Ma, invece, anche in terzo grado, la provocazione da lei compiuta – ossia l’atteggiamento verbale tenuto nei confronti della dipendente – risulta essere considerata di fondamentale importanza. Su questo punto, difatti, i giudici di Cassazione – che rigettano il ricorso – mostrano di condividere le valutazione compiute in Tribunale, ricordando che la provocazione si concretizza anche quando essa si ‘limita’ ad essere «lesiva di regole comunemente accettate nella civile convivenza». Ottica, questa, che si attaglia alla vicenda in esame, tenendo ben presente non solo le espressioni irriguardose della dirigente verso la dipendente, ma anche il fatto che quest’ultima era stata poi «licenziata con modalità ritenute illegittime».

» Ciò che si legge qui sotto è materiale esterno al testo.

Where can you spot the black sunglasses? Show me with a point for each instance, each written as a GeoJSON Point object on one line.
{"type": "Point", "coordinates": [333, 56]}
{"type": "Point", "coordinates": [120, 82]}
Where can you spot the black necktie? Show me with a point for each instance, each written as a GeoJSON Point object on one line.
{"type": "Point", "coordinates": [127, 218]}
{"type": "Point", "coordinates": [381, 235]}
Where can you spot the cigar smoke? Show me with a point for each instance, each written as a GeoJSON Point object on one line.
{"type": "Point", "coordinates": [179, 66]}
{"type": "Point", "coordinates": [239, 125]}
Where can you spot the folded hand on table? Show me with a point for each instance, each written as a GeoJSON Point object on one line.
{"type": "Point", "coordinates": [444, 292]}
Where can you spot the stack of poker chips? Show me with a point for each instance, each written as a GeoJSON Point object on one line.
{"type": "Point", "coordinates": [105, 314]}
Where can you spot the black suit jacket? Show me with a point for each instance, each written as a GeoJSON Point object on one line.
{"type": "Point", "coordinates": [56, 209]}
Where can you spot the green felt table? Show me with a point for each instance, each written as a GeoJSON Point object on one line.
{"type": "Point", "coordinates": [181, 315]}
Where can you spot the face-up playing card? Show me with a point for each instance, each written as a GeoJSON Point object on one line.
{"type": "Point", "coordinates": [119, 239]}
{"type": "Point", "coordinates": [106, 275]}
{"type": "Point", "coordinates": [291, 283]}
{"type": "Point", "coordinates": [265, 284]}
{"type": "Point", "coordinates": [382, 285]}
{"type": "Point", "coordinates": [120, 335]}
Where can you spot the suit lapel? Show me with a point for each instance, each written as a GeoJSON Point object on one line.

Il quadro è chiaro, quindi. Ed è reso di ancora più semplice lettura da un riferimento alla giurisprudenza, in cui si chiarisce che la provocazione può essere tenuta in considerazione «anche se diretta verso persona diversa da colui che reagisce», a maggior ragione alla luce – come in questo caso – di un rapporto coniugale.